One of the first carefully done studies of the antiviral drug remdesivir shows it did not help people recover faster from coronavirus infections. But the study, conducted in China, may have been too small to show clearly whether the drug helps.

The findings of the Chinese study conflict with other hints of the drug’s efficacy coming from other trials – two of them also on Wednesday. One study was from the company that makes the drug and a third study from the National Institutes of Health is expected later on Wednesday.

Experts say it’s going to take a lot more testing and a little longer before it’s clear whether remdesivir can help patients recover from Covid-19 infections.

The study conducted in China was stopped early because there weren’t enough patients, but it indicated that the drug did not work as hoped, the team reported in the Lancet medical journal on Wednesday. Some details of this study were posted last week on the World Health Organization’s website, then removed.

Gilead said earlier on Wednesday that its own study of the drug showed it may work and that patients who took the drug for five days or 10 days saw similar results.
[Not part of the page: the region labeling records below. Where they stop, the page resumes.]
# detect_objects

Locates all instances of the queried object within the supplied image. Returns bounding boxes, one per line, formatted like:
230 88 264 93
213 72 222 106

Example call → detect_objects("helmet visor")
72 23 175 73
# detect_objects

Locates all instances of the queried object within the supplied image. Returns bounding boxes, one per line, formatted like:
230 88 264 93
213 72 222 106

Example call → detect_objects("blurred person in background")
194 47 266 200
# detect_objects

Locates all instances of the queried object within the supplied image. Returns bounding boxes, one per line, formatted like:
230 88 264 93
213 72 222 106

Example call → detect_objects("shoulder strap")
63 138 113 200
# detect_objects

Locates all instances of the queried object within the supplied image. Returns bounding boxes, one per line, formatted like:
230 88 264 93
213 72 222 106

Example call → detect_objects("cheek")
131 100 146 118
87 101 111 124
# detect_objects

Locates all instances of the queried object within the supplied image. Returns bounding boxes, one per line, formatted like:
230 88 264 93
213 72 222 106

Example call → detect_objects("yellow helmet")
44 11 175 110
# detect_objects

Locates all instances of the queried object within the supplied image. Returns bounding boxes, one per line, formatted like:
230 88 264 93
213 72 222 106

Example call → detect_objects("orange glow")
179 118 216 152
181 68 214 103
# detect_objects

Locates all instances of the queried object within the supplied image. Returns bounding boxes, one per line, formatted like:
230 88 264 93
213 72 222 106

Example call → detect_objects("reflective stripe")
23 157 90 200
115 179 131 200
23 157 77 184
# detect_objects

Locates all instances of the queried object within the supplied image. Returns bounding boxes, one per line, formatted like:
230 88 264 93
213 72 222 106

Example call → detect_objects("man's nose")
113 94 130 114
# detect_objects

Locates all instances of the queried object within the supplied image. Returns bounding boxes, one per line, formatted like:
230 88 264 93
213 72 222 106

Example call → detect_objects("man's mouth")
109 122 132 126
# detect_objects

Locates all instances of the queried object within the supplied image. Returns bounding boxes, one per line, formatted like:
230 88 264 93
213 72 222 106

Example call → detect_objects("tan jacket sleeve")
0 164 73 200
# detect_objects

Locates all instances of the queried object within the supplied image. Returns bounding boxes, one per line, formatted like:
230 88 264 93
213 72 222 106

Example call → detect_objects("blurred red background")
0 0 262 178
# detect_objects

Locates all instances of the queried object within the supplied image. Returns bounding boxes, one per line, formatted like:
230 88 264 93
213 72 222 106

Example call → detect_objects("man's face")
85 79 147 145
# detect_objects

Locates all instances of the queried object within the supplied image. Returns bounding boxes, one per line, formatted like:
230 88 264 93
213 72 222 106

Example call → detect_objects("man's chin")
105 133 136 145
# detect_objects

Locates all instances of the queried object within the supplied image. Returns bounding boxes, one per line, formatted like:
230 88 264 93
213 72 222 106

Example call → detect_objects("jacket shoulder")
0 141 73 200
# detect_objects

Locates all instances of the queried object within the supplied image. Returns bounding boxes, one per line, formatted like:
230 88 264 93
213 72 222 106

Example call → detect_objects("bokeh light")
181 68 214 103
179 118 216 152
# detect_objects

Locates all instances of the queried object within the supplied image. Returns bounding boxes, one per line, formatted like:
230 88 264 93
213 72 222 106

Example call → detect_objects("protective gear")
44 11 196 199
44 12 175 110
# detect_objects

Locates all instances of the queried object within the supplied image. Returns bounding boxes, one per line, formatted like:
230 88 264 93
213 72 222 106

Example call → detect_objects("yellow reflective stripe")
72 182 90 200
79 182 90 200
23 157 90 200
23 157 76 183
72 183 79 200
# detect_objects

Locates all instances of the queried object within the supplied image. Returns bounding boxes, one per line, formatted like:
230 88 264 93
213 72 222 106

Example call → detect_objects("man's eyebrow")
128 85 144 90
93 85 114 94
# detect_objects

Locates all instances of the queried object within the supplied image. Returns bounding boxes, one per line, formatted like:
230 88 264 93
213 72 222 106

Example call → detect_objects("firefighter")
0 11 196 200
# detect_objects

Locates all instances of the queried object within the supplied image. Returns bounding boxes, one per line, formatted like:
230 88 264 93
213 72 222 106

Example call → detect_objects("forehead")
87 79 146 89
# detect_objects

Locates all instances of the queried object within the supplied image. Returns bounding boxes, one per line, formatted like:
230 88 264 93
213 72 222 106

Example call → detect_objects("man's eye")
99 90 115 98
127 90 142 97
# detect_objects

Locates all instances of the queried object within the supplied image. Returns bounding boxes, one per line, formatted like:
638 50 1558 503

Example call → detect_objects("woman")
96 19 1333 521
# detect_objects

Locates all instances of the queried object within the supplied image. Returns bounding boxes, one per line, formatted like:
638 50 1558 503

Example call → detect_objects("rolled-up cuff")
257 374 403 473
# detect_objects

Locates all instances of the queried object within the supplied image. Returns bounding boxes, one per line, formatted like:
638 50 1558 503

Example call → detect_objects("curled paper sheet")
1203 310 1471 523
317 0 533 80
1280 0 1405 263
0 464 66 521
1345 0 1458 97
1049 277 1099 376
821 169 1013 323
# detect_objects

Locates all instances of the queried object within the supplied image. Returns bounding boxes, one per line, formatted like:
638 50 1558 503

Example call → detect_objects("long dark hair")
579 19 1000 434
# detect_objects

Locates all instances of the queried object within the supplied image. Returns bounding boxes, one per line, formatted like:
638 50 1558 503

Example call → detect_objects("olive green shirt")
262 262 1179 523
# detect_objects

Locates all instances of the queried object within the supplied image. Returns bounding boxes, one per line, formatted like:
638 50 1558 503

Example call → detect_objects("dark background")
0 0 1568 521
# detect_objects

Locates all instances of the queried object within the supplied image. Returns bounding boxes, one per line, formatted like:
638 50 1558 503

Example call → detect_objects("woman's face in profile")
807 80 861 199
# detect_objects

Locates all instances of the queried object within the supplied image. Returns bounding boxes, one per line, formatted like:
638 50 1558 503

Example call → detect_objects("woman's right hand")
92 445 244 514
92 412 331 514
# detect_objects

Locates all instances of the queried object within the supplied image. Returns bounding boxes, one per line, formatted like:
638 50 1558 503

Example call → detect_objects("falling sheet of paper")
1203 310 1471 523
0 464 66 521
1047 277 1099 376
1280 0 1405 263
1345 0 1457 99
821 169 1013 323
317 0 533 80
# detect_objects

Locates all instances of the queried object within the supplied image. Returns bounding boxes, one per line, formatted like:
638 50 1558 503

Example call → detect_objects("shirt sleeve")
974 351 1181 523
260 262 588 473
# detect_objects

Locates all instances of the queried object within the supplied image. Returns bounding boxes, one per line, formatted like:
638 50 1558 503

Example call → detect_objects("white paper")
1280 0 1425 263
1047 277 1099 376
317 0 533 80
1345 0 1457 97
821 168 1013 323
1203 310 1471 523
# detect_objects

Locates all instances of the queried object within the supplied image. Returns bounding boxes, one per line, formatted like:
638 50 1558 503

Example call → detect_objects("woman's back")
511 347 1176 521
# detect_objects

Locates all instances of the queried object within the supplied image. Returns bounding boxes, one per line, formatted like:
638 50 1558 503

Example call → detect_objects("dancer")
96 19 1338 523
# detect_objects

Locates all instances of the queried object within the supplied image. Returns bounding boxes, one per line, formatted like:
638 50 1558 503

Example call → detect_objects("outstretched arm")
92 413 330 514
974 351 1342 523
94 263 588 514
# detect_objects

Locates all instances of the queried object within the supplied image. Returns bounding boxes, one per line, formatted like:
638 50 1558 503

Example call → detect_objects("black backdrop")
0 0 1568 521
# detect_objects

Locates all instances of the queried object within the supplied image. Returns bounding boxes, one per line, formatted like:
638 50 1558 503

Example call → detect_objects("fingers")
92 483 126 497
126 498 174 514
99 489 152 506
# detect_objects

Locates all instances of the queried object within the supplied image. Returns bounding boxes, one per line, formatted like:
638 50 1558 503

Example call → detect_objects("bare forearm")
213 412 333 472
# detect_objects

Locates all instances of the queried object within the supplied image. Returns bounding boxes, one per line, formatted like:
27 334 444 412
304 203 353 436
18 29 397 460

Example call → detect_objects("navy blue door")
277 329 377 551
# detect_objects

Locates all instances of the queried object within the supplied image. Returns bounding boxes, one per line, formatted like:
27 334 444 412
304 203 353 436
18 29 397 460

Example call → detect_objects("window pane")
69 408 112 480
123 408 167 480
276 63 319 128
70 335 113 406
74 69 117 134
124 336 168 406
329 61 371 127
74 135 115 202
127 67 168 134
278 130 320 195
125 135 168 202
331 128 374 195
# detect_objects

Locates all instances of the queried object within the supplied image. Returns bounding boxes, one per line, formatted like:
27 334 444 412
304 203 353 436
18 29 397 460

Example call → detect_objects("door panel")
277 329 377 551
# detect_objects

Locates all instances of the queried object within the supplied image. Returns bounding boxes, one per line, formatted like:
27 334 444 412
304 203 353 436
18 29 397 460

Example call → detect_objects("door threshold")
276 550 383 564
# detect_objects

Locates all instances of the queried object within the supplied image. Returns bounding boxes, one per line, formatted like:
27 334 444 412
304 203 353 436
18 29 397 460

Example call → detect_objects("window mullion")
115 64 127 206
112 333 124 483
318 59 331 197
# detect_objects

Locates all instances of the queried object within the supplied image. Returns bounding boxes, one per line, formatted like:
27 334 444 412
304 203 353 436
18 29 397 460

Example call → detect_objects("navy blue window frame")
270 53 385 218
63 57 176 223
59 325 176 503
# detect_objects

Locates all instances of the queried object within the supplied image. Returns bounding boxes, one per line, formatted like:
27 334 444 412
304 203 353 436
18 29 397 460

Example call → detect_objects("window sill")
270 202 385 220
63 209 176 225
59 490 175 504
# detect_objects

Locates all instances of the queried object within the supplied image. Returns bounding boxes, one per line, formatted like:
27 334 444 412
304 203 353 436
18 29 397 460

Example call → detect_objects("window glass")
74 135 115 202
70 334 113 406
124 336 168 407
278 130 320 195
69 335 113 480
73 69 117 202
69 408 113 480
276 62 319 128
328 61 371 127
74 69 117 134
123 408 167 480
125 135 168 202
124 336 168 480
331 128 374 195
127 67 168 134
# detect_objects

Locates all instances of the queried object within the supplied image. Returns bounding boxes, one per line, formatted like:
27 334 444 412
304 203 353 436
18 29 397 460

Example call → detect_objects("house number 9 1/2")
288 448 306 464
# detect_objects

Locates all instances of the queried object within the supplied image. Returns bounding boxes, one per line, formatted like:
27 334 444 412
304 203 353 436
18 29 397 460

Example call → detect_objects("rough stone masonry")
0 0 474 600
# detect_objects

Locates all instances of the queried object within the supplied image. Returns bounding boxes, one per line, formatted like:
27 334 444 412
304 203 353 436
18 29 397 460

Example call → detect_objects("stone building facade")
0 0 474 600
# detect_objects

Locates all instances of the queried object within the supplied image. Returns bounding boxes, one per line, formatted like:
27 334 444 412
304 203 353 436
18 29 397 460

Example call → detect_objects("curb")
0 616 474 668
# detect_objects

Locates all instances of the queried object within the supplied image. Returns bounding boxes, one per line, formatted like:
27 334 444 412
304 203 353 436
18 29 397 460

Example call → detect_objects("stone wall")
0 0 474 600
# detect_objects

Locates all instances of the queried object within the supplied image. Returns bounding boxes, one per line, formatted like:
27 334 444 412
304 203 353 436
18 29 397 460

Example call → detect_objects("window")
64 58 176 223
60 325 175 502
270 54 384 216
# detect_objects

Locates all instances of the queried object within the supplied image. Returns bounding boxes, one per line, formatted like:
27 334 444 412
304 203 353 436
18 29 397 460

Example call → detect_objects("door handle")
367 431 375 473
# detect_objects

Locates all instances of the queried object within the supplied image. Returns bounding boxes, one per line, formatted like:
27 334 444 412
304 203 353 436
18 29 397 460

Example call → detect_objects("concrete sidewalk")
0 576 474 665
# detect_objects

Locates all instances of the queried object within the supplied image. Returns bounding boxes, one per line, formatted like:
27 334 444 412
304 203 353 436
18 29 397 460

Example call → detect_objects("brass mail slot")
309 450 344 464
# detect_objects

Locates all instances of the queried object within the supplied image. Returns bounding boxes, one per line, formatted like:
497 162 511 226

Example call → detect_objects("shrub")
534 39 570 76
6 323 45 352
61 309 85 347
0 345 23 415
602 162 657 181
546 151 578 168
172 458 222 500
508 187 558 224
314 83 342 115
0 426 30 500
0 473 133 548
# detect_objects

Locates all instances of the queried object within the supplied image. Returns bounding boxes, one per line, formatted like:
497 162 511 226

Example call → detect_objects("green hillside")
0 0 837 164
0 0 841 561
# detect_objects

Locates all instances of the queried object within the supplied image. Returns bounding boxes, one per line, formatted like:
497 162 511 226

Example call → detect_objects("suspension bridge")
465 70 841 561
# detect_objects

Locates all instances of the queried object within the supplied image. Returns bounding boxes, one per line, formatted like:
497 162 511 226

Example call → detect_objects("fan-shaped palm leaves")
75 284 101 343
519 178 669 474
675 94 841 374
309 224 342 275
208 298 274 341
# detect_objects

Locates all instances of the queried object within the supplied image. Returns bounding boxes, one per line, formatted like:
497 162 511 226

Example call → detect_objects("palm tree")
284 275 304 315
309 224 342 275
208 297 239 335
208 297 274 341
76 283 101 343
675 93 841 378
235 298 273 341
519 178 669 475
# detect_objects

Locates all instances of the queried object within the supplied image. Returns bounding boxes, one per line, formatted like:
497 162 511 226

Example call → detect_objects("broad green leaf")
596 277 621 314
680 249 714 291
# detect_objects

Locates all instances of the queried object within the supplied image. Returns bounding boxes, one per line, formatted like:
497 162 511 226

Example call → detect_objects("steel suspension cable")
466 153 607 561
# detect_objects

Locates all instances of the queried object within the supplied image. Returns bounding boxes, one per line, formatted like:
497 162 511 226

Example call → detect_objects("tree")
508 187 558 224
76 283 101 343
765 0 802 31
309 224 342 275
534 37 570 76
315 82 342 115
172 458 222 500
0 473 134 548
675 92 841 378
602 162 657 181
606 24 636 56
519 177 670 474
Gilead’s study results have not yet been published in a peer-reviewed medical journal. The study done in China was more carefully designed than Gilead’s study to show whether the drug was helping patients.

The Lancet study was a randomized, placebo controlled study – meaning that patients were randomly given the drug or a dummy treatment and the patients and doctors did not know who was getting what.

The team at China-Japan Friendship Hospital and Capital Medical University in China tested the drug using 237 coronavirus patients in Wuhan.

“Unfortunately, our trial found that while safe and adequately tolerated, remdesivir did not provide significant benefits over placebo,” Bin Cao, the researcher who led the study, said in a statement.

“Future studies need to determine whether earlier treatment with remdesivir, higher doses, or combination with other antivirals or SARS-CoV-2 neutralizing antibodies, might be more effective in those with severe illness,” he added.

The study may not tell anything meaningful. Larger studies enrolling more people, and conducted with careful controls will be needed to tell whether various treatments work.

“The study was well designed—a double-blind, placebo-controlled, multicenter randomized trial—and well conducted, with high protocol adherence and no loss-to-follow up,” John Norrie of the University of Edinburgh, who was not involved in the study, wrote in a commentary.

“We eagerly await the ongoing trials.”